Book Reveals that "Rape of Lucretia" was Censored

Christopher Maltman (L) and Nathan Gunn (R) in Rape of Lucretia
Censorship in opera is not a 20th century phenomenon, as masters like Giuseppe Verdi saw some of their greatest operas altered by the moralists and political watchdogs of the day. Verdi ran afoul of both the religious and political entities of his time, perhaps most famously in Un Ballo in Maschera, with the offense being the assassination of a king.

Rigoletto would never have been produced had Verdi not changed the prostitute-loving King Francis I of Victor Hugo’s Le roi s’amuse to the Duke of Mantua in Rigoletto. Rather than the Duke being killed, Verdi ends up killing Gilda.

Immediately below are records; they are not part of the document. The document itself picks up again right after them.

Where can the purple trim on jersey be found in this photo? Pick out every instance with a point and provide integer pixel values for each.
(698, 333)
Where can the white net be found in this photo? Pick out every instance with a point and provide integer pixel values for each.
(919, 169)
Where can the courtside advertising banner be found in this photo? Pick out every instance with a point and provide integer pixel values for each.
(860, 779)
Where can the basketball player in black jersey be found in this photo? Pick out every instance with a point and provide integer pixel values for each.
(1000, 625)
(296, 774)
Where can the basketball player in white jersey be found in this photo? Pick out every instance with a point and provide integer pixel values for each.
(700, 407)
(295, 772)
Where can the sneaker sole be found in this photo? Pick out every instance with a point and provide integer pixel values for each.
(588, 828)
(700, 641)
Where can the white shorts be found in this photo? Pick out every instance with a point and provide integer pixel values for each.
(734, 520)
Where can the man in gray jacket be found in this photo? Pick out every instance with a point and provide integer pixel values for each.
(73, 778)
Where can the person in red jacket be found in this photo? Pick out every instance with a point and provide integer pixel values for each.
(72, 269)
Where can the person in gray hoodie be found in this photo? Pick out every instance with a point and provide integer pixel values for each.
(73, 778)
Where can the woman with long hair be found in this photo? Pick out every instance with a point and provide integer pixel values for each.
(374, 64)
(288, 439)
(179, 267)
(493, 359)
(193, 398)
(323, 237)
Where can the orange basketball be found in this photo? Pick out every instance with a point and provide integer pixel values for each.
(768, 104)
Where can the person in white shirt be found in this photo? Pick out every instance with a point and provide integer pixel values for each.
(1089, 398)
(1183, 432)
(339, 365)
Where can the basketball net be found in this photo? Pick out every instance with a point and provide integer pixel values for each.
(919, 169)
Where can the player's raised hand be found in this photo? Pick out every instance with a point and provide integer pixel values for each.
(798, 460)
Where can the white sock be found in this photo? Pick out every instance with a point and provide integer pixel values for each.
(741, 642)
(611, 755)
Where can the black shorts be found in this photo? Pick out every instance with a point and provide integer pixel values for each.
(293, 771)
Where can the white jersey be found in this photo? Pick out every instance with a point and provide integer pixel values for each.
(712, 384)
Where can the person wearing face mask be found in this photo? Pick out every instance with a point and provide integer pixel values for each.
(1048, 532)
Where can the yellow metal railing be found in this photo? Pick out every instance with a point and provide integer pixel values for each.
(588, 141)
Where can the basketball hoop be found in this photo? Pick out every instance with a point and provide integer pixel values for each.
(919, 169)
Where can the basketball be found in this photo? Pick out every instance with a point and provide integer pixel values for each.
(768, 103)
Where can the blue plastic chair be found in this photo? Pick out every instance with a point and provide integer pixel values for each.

La Forza del Destino, Luisa Miller and La Traviata were all famously altered after the censors weighed in.

Michael Krzankowski in Seattle
It should come as no surprise that Benjamin Britten was also the victim of the censors. He not only dealt with issues like the injustices of war, but dealt with homosexuality and even pedophilia, topics that were taboo in England at the time. Don't forget that it wasn't much earlier that Oscar Wilde was imprisoned for "gross indecency" and for being a sodomite.

A new book on Benjamin Britten by Paul Kildea, a conductor and expert on the composer, has now revealed that his opera "The Rape of Lucretia" was altered by the censors. The most notable line was the changing of the following lines:

Male Chorus: “He takes her hand/And places it upon his unsheathed sword.”
Female Chorus: “Thus wounding her with an equal lust/A wound only his sword can heal”.
These lines were changed to the far less poetic:
“Tarquinius – 'Poised like a dart’/Lucretia – 'At the heart of woman’/Male Chorus – 'Man climbs towards his God’/ Female Chorus: 'Then falls to his lonely hell’.” 
Amazingly, Britten's "Peter Grimes," which deals with the mysterious disappearance of young boys at the hands of a sailor, made it past the censors. However, the censors did make this comment:
“It is all very wafty and nebulous and I don’t pretend I can make sense of the plot from the verses, but there is no offence in them or in the production. Perhaps Benjamin Britten’s music will carry it through.”